2025.findings-emnlp.873@ACL

Total: 1

#1 Hallucination Detection in Structured Query Generation via LLM Self-Debating [PDF] [Copy] [Kimi1] [REL]

Authors: Miaoran Li, Jiangning Chen, Minghua Xu, Xiaolong Wang

Hallucination remains a key challenge in applying large language models (LLMs) to structured query generation, especially for semi-private or domain-specific languages underrepresented in public training data. In this work, we focus on hallucination detection in these low-resource structured language scenarios, using Splunk Search Processing Language (SPL) as a representative case study. We start from analyzing real-world SPL generation to define hallucination in this context and introduce a comprehensive taxonomy.
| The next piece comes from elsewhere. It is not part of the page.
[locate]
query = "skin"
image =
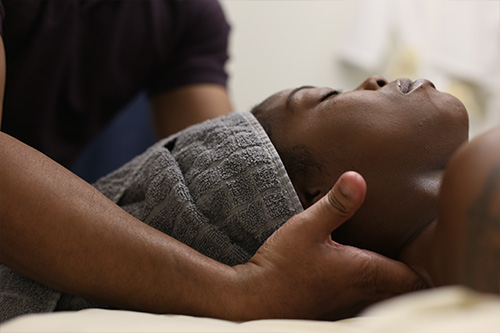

To enhance detection performance, we propose the Self-Debating framework, which prompts an LLM to generate contrastive explanations from opposing perspectives before rendering a final consistency judgment. We also construct a synthetic benchmark, SynSPL, to support systematic evaluation of hallucination detection in SPL generation. Experimental results show that Self-Debating consistently outperforms LLM-as-a-Judge baselines with zero-shot and chain-of-thought (CoT) prompts in SPL hallucination detection across different LLMs, yielding 5–10% relative gains in hallucination F1 scores on both real and synthetic datasets, and up to 260% improvement for LLaMA-3.1–8B. Besides hallucination detection on SPL, Self-Debating also achieves excellent performance on the FaithBench benchmark for summarization hallucination, demonstrating the strong generalization ability of Self-Debating, with OpenAI o1-mini achieving state-of-the-art performance. All these results consistently demonstrate the strong robustness and wide generalizability of Self-Debating.